Alors en pleine guerre froide, un groupe d'espions américains un envoyé à Moscou pour tenter de récupérer "La Lettre du Kremlin", un document d'une immense importance.
Dès les premières minutes, John Huston nous immerge totalement au cœur de l'histoire et met en scène une atmosphère ambiguë, glaciale et pessimiste. Peu à peu il dévoile ses cartes et tire les ficelles entre les différents personnages, le tout avec cynisme et mystère, le protagoniste se retrouve peu à peu perdu et ne peut jamais avoir confiance en quiconque, tant chez ses supposés alliés que les ennemis. Bénéficiant d'une excellente qualité d'écriture, tant dans les personnages que les dialogues ou l'avancement de l'histoire (certes, assez complexe), il en tire le meilleur pour dresser le portrait d'une galerie de personnages aussi mystérieuse qu'intéressante.
Là où Huston se montre particulièrement ambitieux, c'est dans le traitement des thématiques et de l'espionnage en général. On est loin du romantisme et excès à la Bond, ou d'un patriotisme (et propagande) fort, souvent présent en ces temps de guerre Froide. Ici, il est le plus réaliste possible, loin d'un mépris pour une nation ennemie et montre clairement la peur constante qui plane sur les agents, la façon dont ils vivent avec une épée de Damoclès au-dessus de la tête. Il décrit un monde pourri, notamment par la corruption et aborde de nombreux thèmes délicats sans aucune retenue, allant de la drogue à l'homosexualité.
La façon dont Huston retranscrit tout cela est là aussi remarquable, que ce soit via la construction du récit où, malgré la complexité de l'affaire, on y est totalement immergé ou de brillamment jouer avec sa caméra (les contre champs surtout) pour décrire les pires des horreurs. Plusieurs scènes en deviennent mémorables, notamment l'introduction mais surtout la finalité qui fait vraiment froid dans le dos.
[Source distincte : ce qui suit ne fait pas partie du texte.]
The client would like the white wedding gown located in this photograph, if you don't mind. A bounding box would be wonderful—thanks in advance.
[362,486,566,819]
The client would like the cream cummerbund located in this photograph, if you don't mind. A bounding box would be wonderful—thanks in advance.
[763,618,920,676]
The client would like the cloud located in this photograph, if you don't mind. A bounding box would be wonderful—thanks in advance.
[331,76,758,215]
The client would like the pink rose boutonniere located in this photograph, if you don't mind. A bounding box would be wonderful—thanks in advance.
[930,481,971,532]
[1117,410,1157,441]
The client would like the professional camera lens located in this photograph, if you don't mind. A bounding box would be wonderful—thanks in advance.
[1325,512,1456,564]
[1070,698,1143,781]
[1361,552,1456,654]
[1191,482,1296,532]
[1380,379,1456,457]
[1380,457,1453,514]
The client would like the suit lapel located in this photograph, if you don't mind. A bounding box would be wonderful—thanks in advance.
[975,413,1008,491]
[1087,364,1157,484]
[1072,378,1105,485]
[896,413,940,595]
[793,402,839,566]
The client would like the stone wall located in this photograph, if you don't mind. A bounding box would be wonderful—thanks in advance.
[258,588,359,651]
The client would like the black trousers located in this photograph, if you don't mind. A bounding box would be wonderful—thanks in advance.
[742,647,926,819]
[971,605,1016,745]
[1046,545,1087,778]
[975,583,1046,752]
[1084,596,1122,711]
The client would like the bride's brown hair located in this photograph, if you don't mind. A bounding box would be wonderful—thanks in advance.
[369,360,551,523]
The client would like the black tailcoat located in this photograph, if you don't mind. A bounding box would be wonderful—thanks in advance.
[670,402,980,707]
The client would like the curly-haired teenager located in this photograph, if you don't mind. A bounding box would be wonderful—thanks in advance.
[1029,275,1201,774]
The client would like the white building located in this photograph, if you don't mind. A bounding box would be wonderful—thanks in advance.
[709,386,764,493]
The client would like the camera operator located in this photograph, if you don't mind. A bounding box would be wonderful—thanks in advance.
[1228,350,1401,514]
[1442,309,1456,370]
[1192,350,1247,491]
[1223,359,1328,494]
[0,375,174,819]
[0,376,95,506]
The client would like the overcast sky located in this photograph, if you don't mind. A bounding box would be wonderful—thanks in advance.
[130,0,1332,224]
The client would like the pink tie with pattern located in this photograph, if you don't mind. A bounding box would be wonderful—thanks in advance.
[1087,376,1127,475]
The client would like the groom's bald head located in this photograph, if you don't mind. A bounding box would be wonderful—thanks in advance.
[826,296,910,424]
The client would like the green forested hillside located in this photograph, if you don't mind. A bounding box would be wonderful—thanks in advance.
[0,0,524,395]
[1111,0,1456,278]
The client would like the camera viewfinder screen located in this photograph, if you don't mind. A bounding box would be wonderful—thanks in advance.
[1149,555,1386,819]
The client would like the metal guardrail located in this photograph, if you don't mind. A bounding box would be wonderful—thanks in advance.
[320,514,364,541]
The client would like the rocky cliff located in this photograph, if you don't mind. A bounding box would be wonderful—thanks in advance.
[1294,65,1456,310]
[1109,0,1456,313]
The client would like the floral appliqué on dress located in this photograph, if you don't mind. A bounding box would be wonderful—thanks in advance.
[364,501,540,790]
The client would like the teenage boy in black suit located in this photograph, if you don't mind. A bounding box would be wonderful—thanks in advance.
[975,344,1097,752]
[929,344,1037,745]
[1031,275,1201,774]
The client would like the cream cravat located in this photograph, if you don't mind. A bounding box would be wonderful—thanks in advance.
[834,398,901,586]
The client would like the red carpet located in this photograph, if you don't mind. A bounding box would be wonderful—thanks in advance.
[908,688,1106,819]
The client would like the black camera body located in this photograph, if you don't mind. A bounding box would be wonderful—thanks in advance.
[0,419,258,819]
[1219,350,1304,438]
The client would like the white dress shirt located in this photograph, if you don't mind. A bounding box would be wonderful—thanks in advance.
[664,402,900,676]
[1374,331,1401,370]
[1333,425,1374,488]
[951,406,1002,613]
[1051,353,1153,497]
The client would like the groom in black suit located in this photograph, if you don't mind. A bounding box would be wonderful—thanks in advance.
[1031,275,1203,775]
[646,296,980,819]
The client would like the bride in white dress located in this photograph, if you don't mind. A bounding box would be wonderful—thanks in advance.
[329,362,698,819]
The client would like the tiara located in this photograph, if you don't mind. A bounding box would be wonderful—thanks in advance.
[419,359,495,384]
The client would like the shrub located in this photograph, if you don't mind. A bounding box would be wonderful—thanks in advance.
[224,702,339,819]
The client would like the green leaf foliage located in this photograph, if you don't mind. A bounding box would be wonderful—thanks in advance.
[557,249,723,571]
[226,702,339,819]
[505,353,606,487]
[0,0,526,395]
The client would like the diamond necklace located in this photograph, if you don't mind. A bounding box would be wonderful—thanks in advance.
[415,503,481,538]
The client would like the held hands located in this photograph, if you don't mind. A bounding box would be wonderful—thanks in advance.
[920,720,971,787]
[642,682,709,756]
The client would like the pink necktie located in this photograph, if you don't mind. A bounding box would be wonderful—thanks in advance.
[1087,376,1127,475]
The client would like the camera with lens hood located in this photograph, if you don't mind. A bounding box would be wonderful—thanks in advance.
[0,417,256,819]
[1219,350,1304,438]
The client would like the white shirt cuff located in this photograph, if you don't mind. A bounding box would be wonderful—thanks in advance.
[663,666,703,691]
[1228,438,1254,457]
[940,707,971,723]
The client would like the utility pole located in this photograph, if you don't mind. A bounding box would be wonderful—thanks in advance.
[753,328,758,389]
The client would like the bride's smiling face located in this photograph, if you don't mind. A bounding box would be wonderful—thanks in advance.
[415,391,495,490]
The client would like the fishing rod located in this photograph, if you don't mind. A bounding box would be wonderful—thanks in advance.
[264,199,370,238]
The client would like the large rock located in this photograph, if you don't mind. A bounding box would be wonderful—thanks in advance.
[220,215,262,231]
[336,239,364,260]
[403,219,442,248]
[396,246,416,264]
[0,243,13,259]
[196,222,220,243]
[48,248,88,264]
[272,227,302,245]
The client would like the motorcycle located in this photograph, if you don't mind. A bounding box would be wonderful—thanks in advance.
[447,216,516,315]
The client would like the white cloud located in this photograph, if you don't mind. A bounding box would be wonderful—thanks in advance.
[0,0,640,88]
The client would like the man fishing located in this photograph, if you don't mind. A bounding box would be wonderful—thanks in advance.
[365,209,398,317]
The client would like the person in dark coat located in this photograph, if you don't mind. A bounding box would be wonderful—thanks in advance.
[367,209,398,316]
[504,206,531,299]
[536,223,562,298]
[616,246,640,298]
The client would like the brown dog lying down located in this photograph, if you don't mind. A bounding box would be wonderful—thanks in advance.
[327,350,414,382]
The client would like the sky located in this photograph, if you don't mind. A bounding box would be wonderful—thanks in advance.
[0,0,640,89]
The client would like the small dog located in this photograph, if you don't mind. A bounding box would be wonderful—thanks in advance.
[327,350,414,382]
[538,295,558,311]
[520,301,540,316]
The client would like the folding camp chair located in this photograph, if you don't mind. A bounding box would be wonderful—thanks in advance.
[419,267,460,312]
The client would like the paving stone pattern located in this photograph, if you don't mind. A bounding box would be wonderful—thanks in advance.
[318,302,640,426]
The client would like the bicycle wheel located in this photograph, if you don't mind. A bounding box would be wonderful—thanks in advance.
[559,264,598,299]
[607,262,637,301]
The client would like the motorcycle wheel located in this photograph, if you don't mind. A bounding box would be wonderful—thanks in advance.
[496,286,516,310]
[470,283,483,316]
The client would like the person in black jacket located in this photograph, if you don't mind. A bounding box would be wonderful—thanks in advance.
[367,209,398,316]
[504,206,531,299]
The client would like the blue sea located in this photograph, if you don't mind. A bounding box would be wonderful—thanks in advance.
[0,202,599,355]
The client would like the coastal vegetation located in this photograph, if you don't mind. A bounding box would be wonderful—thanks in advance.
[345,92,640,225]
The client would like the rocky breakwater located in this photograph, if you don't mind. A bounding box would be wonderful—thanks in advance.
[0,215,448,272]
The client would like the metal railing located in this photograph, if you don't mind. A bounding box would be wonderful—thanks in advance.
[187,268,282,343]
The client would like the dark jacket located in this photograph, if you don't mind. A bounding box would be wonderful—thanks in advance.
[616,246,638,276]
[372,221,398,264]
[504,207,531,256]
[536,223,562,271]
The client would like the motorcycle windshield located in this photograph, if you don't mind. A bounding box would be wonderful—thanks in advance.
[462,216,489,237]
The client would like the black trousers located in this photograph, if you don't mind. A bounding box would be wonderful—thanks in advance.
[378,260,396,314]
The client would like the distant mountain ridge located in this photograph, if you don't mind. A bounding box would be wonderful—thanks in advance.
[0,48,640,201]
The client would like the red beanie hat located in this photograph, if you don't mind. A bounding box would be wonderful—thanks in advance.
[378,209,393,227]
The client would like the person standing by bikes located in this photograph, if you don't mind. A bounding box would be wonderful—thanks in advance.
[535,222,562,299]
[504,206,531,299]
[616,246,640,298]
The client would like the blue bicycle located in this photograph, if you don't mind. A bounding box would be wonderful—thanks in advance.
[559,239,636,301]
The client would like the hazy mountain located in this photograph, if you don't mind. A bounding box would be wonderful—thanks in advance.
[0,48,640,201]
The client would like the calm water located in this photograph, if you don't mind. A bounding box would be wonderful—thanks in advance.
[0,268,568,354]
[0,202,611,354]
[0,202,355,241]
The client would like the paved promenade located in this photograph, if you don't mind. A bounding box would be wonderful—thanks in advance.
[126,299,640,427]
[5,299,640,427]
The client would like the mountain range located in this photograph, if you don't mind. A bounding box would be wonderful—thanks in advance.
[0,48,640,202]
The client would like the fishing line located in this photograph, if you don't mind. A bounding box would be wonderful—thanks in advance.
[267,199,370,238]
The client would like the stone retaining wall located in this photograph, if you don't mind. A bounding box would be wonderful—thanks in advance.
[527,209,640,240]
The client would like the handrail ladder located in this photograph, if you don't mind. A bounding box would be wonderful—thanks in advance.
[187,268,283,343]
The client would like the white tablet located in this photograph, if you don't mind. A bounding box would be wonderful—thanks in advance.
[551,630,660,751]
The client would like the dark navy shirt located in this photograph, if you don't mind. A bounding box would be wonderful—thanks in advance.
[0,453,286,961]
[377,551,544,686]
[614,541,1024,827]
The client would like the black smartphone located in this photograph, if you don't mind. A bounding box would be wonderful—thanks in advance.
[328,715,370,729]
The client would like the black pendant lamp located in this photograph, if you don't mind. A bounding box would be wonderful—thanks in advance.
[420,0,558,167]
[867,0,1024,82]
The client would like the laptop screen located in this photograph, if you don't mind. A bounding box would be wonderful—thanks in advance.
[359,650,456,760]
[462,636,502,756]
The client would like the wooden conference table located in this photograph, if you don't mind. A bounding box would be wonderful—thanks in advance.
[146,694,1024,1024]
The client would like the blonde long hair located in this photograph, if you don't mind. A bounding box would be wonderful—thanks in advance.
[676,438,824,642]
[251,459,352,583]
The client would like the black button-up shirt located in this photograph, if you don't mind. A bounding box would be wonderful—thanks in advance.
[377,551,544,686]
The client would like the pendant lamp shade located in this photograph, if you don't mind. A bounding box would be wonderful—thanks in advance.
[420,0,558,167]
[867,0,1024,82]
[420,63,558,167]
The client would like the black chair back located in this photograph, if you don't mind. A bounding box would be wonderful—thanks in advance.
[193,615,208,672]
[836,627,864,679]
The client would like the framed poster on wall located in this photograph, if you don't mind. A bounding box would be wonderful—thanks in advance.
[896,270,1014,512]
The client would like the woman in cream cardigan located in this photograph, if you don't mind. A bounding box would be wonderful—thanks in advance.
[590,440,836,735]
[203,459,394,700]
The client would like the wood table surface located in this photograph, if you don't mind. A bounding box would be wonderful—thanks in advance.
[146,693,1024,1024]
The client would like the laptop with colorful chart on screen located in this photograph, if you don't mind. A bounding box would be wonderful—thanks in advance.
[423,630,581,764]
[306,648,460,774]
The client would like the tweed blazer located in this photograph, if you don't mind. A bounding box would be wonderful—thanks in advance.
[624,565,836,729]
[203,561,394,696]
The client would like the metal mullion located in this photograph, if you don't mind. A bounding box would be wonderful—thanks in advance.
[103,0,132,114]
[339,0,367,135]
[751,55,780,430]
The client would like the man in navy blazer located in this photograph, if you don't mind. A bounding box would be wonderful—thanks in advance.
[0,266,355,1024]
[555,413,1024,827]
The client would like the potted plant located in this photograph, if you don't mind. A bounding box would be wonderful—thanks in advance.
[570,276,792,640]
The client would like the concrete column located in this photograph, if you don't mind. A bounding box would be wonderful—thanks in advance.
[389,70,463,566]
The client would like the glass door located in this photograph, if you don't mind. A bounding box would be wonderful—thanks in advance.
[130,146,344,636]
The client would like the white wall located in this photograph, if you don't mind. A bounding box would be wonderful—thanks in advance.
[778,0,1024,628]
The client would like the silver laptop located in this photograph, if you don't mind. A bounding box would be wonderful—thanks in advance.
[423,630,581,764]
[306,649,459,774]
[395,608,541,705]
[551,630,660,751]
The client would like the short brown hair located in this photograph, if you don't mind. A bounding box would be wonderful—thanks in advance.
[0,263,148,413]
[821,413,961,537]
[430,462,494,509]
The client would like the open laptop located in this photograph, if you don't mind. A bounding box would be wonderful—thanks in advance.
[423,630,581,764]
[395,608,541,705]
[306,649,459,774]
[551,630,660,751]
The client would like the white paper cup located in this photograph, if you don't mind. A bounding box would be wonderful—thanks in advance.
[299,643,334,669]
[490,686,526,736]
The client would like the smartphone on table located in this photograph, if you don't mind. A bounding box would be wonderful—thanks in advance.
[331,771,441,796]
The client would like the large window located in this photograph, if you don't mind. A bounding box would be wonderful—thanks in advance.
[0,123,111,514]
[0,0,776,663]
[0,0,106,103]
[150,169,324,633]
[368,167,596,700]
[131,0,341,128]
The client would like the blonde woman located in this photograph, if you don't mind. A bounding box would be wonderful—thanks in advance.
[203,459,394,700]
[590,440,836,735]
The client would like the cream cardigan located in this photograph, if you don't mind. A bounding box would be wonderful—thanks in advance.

Devant la caméra, les interprètes se fondent totalement dans leurs rôles bien compliqués, mention à Bibi Andersson, Patrick O'Neal et George Sanders.
Une oeuvre qui est loin de laisser indifférent où, à nouveau, John Huston montre tout son savoir-faire et La Lettre du Kremlin est aussi ambitieux que réussi, nous emmenant avec ambiguïté et réalisme dans un monde d'espionnage qui fait froid dans le dos...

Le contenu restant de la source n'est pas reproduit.